I typically write about worksite wellness from the employers/HR Director’s viewpoint because I consult employers on their wellness programs. Then I realized, hey, I’m an employee too…how do I stay healthy?
Regardless if your employer offers a formal wellness program, here are things every employee can do to be healthier at work (or before you even get there):
Sleep – Your quality and quantity of sleep affects how productive you are at your job, how nice you are to your co-workers and customers and causes increased health risks. If you don’t get enough sleep:
– It’s harder to concentrate for a sustained amount of time and most of us need to focus on something at work.
– Lack of sleep also makes you irritable which makes it easier to snap at co-workers or handle an upset customer.
– Finally, there is a link between lack of sleep and an increase in obesity and diabetes risk.
I know when I don’t sleep enough, I crave junk food, have less patience and everything feels like it requires more effort. There are a ton of sleep tips on the web but the key is making the decision to prioritize sleep and acting on it. Tip: Start by going to bed 15 minutes earlier.
Stand up – You may have heard that “sitting is the new smoking” because there is enough published research to tell you that our desk jobs are causing us to be less healthy. I’ve been asked about sit to stand desks, treadmill desks, etc. which all can help you get off your rear end for a good portion of the day. But what if you have a regular desk like I do?
– Stand up at least once an hour. Even if you have restrictions on what you do for work, such as customer service, chances are that you can stand up.
– You know those dreaded meetings that last multiple hours? Just stand up and go to the back of the room. Chances are someone will follow right behind you and do the same.
– Get a reminder: put a sign in your cube, make your wearable device buzz or add a calendar reminder. Sadly, it’s easy to get sucked into work and forget to stand up.
Tip: Stand up every hour for at least a minute and take a short walk every 90 minutes.
Lunch – To save calories and money, bring your own healthy lunch. They’re two parts to a healthy lunch – packing one and getting away from your desk. It’s best to do both but let’s face it, that doesn’t always happen.
I just talked to a CFO that worked out in the morning, got her kids to school and didn’t get into work until 8:30. She wanted to work through lunch because she had stuff to get done.
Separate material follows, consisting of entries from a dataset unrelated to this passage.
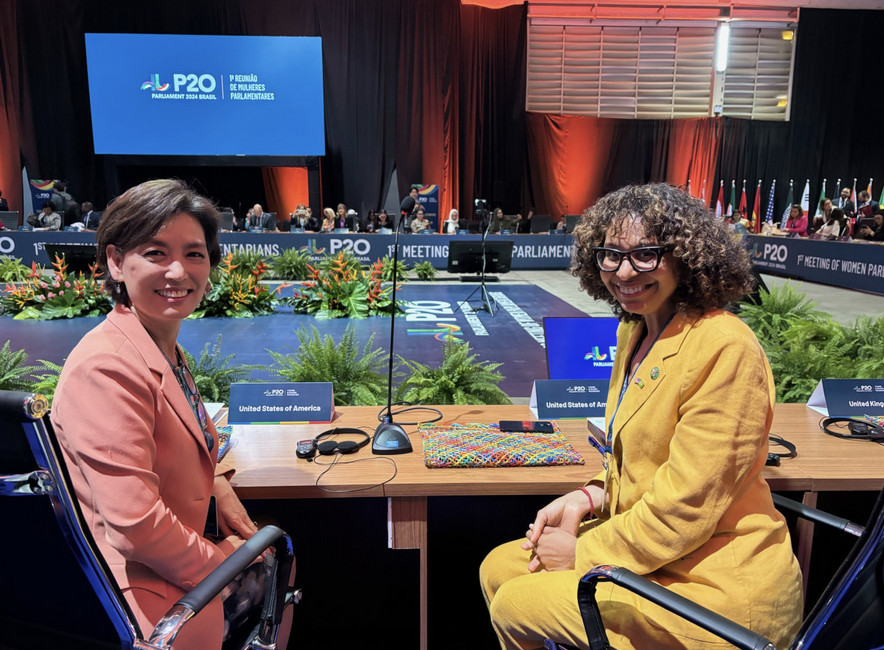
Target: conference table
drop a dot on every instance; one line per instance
(267, 468)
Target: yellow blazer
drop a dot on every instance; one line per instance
(689, 508)
(141, 470)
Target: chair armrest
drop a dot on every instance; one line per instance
(818, 516)
(687, 609)
(209, 587)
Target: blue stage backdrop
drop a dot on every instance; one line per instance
(513, 336)
(839, 264)
(551, 251)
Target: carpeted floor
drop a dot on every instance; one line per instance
(512, 336)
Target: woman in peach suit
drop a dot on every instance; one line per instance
(133, 429)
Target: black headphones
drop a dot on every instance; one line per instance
(791, 451)
(859, 429)
(330, 447)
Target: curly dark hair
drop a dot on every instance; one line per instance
(138, 214)
(713, 268)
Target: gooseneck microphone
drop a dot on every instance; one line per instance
(390, 438)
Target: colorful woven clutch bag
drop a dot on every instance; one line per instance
(484, 445)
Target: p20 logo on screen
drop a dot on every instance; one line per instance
(190, 83)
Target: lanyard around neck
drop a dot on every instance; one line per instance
(627, 378)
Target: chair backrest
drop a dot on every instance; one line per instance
(850, 612)
(57, 590)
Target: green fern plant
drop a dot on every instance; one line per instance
(804, 345)
(459, 380)
(213, 373)
(290, 265)
(13, 369)
(359, 377)
(12, 270)
(777, 311)
(46, 382)
(425, 271)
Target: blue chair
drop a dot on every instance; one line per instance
(848, 616)
(58, 592)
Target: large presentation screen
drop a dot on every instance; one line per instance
(580, 347)
(180, 95)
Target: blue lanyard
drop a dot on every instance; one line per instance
(627, 379)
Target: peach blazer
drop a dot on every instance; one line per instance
(141, 470)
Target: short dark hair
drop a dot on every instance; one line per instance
(713, 268)
(138, 214)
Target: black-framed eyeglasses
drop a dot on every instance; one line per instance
(192, 393)
(643, 259)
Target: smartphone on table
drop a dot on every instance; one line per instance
(527, 426)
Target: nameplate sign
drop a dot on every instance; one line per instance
(847, 398)
(561, 399)
(281, 403)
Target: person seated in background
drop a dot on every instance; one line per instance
(452, 224)
(341, 220)
(420, 222)
(845, 203)
(371, 222)
(47, 219)
(328, 220)
(498, 221)
(833, 226)
(684, 366)
(739, 222)
(866, 207)
(796, 224)
(875, 233)
(240, 224)
(91, 218)
(300, 218)
(257, 218)
(820, 219)
(144, 469)
(525, 223)
(314, 224)
(560, 224)
(352, 223)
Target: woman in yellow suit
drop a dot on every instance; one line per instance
(682, 501)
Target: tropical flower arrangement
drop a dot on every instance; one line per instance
(338, 288)
(335, 287)
(237, 291)
(61, 295)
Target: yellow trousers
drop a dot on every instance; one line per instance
(527, 608)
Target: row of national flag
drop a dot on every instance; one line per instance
(725, 210)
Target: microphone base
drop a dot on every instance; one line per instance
(390, 438)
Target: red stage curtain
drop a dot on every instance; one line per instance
(10, 89)
(567, 160)
(693, 152)
(426, 146)
(285, 187)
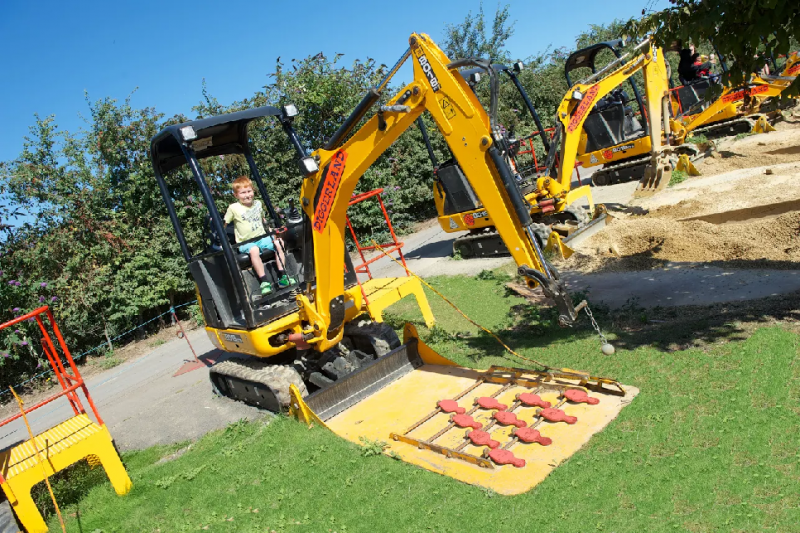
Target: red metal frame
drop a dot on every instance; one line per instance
(531, 149)
(70, 382)
(388, 248)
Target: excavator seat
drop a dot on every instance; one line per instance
(244, 259)
(611, 122)
(693, 92)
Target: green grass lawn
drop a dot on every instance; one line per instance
(710, 444)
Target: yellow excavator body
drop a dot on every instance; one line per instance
(550, 411)
(399, 398)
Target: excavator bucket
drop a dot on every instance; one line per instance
(655, 179)
(762, 125)
(503, 428)
(557, 246)
(685, 164)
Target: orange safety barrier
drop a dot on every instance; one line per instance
(26, 464)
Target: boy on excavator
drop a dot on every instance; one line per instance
(248, 220)
(690, 67)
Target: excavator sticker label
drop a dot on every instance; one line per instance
(447, 107)
(428, 70)
(329, 189)
(738, 95)
(608, 154)
(583, 108)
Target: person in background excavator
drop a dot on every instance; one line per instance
(690, 68)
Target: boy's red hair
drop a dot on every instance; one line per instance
(241, 182)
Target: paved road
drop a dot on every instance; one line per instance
(680, 284)
(142, 403)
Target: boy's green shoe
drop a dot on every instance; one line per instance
(285, 281)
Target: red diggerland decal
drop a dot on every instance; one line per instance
(583, 108)
(329, 189)
(738, 95)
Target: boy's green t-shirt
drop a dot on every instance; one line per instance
(247, 221)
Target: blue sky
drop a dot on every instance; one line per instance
(53, 51)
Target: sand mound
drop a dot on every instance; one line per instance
(638, 243)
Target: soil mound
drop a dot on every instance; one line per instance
(638, 243)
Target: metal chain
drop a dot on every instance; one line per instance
(603, 339)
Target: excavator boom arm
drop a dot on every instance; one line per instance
(439, 89)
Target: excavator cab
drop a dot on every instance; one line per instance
(613, 121)
(228, 287)
(458, 206)
(688, 96)
(615, 132)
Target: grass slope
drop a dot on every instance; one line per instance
(710, 444)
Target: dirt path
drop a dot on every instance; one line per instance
(731, 234)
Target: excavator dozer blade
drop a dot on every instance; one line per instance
(492, 428)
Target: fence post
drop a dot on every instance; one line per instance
(108, 337)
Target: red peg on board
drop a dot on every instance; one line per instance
(487, 402)
(530, 435)
(557, 415)
(465, 421)
(579, 396)
(509, 419)
(451, 406)
(482, 438)
(505, 457)
(532, 400)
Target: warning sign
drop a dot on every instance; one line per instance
(448, 108)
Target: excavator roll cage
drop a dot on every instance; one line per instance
(612, 122)
(450, 183)
(219, 270)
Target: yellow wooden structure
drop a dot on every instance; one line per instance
(59, 447)
(26, 464)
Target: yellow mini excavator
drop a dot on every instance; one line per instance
(459, 208)
(502, 428)
(591, 109)
(736, 110)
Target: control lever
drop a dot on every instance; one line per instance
(293, 213)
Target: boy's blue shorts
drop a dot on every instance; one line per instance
(264, 243)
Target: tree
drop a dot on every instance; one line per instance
(472, 38)
(746, 33)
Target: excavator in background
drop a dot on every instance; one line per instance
(459, 208)
(736, 110)
(588, 102)
(616, 131)
(406, 393)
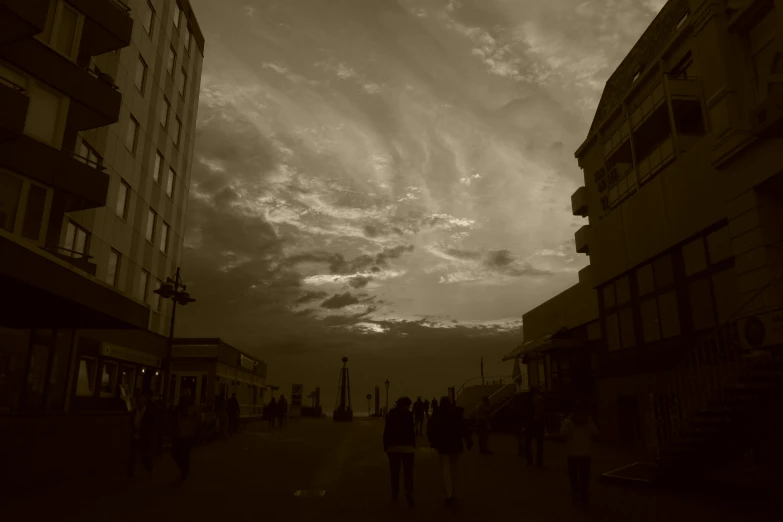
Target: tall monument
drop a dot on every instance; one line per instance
(343, 412)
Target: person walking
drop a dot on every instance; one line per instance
(578, 432)
(446, 431)
(535, 426)
(399, 443)
(282, 410)
(232, 410)
(483, 425)
(418, 415)
(186, 422)
(271, 412)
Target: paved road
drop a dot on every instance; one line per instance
(254, 476)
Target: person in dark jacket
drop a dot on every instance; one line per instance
(446, 431)
(399, 443)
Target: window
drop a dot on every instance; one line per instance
(175, 14)
(148, 19)
(172, 61)
(170, 183)
(183, 80)
(141, 75)
(163, 113)
(144, 282)
(123, 196)
(132, 137)
(113, 272)
(156, 168)
(152, 218)
(76, 240)
(164, 238)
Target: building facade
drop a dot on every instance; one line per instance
(83, 88)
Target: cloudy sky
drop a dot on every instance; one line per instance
(390, 180)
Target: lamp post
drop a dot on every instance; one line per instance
(387, 396)
(172, 289)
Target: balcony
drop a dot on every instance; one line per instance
(95, 100)
(14, 104)
(579, 202)
(22, 18)
(107, 25)
(86, 184)
(582, 237)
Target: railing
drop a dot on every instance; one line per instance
(710, 367)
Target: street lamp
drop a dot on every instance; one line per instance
(387, 395)
(172, 289)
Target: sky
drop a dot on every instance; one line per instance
(390, 180)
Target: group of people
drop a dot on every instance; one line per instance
(277, 410)
(449, 433)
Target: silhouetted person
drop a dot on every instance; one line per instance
(483, 425)
(399, 442)
(271, 412)
(535, 426)
(232, 410)
(282, 410)
(186, 422)
(578, 432)
(446, 431)
(418, 416)
(142, 426)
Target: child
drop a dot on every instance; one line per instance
(578, 432)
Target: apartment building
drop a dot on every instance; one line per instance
(99, 101)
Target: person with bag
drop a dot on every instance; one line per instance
(578, 432)
(399, 443)
(446, 432)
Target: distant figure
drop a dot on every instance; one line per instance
(142, 426)
(483, 424)
(232, 410)
(446, 431)
(578, 432)
(186, 422)
(271, 412)
(282, 410)
(418, 415)
(399, 441)
(535, 425)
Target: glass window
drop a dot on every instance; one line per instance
(664, 274)
(10, 193)
(43, 111)
(702, 311)
(612, 333)
(172, 61)
(85, 382)
(170, 183)
(152, 217)
(719, 245)
(144, 281)
(163, 113)
(695, 256)
(670, 315)
(123, 193)
(141, 74)
(148, 19)
(164, 238)
(112, 275)
(156, 168)
(132, 137)
(609, 301)
(623, 290)
(34, 213)
(108, 379)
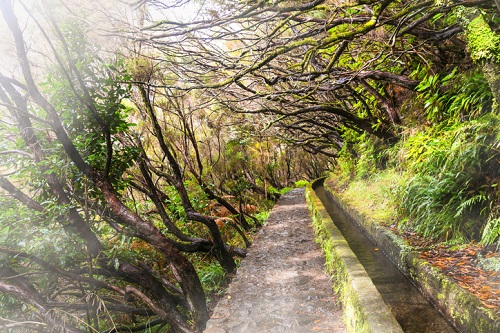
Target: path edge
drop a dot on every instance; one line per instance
(363, 306)
(464, 310)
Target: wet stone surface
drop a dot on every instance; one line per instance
(280, 286)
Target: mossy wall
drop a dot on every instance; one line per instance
(364, 309)
(464, 310)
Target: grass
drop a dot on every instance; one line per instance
(372, 196)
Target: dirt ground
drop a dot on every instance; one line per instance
(280, 286)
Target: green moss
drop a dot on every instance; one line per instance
(484, 44)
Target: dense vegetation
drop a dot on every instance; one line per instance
(137, 148)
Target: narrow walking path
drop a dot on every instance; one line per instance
(280, 286)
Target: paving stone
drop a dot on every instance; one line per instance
(280, 286)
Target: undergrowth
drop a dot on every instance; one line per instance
(440, 180)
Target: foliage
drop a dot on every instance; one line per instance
(456, 178)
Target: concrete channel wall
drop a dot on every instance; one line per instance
(465, 311)
(364, 309)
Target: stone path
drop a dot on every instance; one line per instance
(280, 286)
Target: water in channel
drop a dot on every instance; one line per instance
(414, 313)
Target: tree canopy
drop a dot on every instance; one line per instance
(137, 146)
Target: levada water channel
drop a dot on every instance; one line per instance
(414, 313)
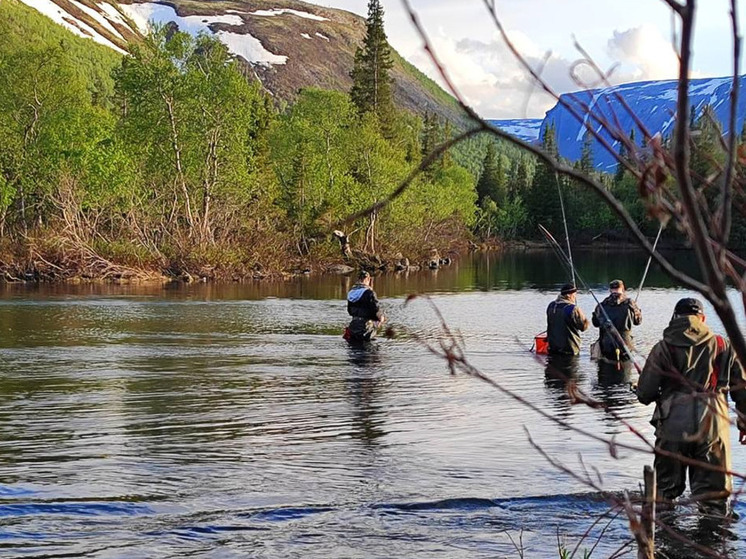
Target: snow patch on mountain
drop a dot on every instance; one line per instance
(60, 16)
(142, 14)
(526, 129)
(654, 103)
(241, 44)
(280, 11)
(114, 16)
(98, 16)
(249, 48)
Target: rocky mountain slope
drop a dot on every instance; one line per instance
(289, 44)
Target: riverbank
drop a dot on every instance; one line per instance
(54, 258)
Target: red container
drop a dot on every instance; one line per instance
(541, 344)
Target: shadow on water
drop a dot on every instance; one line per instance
(686, 534)
(561, 373)
(365, 387)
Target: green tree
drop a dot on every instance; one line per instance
(492, 180)
(371, 87)
(196, 126)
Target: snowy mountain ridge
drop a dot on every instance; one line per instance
(288, 44)
(654, 102)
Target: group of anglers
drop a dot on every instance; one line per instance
(688, 375)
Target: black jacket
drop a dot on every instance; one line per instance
(623, 314)
(565, 322)
(363, 303)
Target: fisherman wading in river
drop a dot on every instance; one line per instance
(565, 322)
(614, 317)
(689, 375)
(365, 310)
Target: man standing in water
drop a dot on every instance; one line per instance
(614, 318)
(687, 375)
(365, 310)
(565, 322)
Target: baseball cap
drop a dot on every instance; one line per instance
(689, 305)
(568, 288)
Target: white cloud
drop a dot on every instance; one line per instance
(490, 78)
(644, 53)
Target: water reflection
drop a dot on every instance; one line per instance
(683, 533)
(238, 417)
(561, 376)
(365, 388)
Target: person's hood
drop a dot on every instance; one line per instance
(357, 292)
(686, 331)
(615, 299)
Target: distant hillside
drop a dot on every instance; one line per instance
(526, 129)
(289, 44)
(653, 102)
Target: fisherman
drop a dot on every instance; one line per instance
(687, 375)
(365, 310)
(565, 322)
(614, 318)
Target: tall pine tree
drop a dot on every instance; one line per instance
(371, 82)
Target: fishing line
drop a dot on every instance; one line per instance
(558, 249)
(650, 259)
(564, 221)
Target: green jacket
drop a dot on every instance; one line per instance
(679, 375)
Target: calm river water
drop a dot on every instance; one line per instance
(233, 421)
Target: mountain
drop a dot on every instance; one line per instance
(653, 102)
(288, 44)
(526, 129)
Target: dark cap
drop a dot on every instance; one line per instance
(689, 305)
(568, 288)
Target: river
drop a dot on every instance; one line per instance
(232, 420)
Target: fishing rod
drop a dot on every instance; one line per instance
(607, 320)
(564, 221)
(650, 259)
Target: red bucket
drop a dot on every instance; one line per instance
(541, 344)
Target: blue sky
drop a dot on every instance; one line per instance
(634, 35)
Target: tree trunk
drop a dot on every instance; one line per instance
(177, 158)
(344, 244)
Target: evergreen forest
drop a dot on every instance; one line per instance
(174, 160)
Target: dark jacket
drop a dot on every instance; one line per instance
(623, 313)
(565, 322)
(366, 313)
(363, 303)
(679, 375)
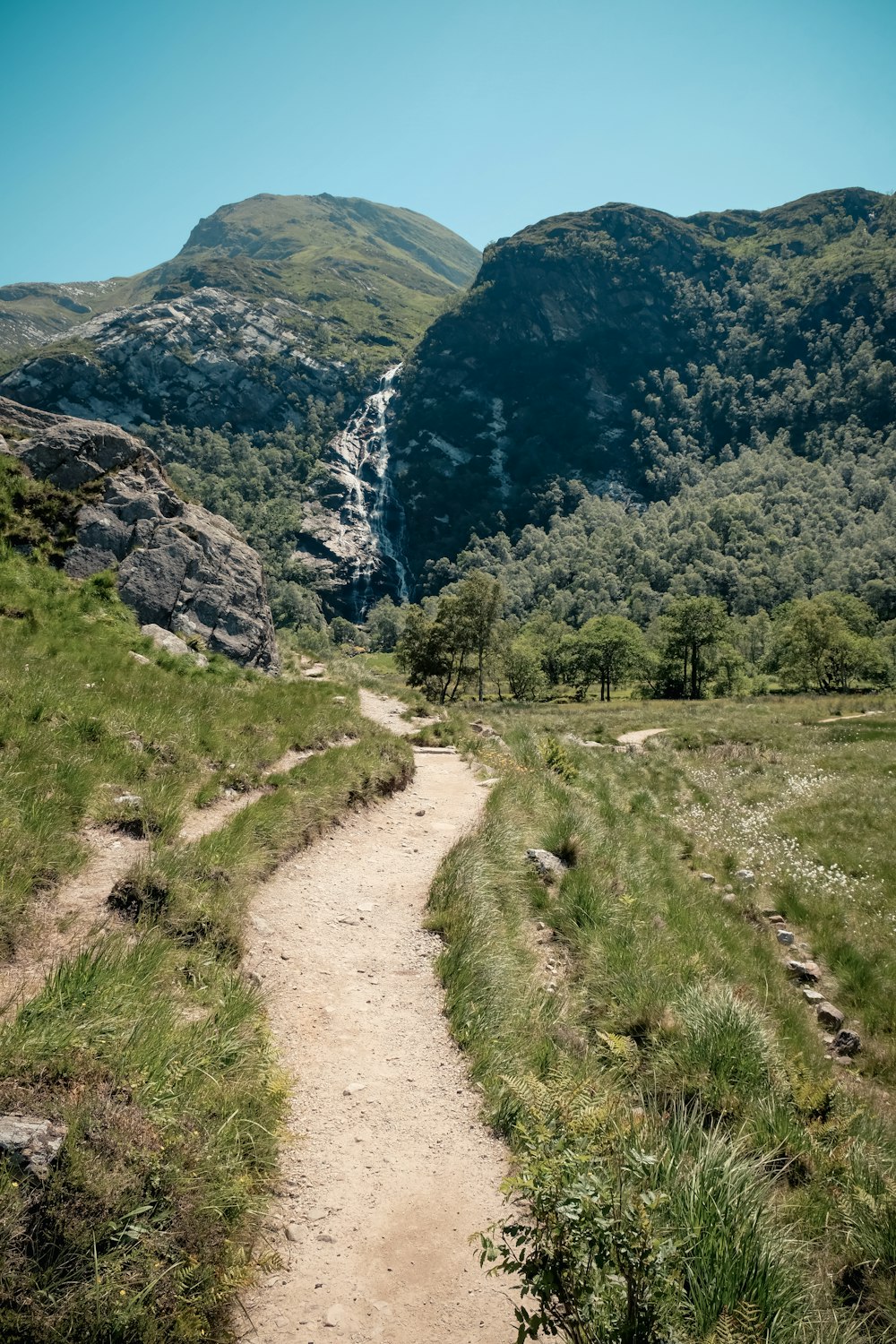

For those people, I would suggest just a quick 10 minute walk before starting their lunchtime work. It will make you more focused and effective.
Here’s a few tips to make it easier to bring your own lunch:
- – Try making extra for dinner and packing your lunch the night before. It will truly take 10 minutes and will be way easier than doing it in the morning.
- – Just go with a healthy frozen meal and add some extra fruit and veggies to counteract the wallop of sodium you’ll be eating.
- – Bring some staples to work, like peanut butter and jelly or turkey with whole wheat bread, and make your sandwich at lunch.
- – Make a large salad on Sunday and just package up lunch servings each night.
Tip: Start by taking 5 minutes to truly focus on what you are eating for lunch.
Unanticipated snacks – this is the scenario when co-workers bringing in the dreaded unhealthy snacks.
This happened to me recently. I just finished lunch and brought my fruit to my next meeting. One of my very nice team members brought us cupcakes and guess who ditched her fruit for a cupcake? Me! I didn’t want to offend the person bringing the cupcakes but after I ate it, I felt the sugar crash.
My suggestions for handling this are to take a small portion (I could have had half a cupcake) or say thanks but no thanks, I’m doing my best to eat a little healthier.
Tip: Abide by the 3 bite rule – if you are going to have a junky snack, eat 3 bites, then throw it away. The first 3 bites are truly the most tasty. After that, the food just doesn’t taste as good.
Afternoon crashes – we all have an energy slump around 2:30 or 3:00 and although it’s trendy, most of us can’t take a nap at work. When we feel that slump, we tend to turn to more coffee or sugary snacks to get through the slump.
One common reason for an afternoon slump is overeating at lunch. If you can’t seem to pack a lunch, just try to eat a little less when you are out to eat. Easier said than done, I know, but check out this link for tips on ways to cut portions without feeling hungry.
A little deep breathing can help. There are plenty of websites that will take you through deep breathing exercises and You Tube videos that can guide you. One-Moment Meditation is a company created to encourage meditation in just one minute.
Take a short walk to the furthest copier, bathroom, breakroom or walk up some steps that will really help.
Switch tasks if possible. If you are working on something that is draining your energy see if you can do something that will liven up your thinking.
Tip: Monitor your afternoon fatigue for a week and see how often you reach for caffeine or sugar to get you through.
Corporate America may be making us unhealthy but as employees, we have control over our habits and behaviors during the day.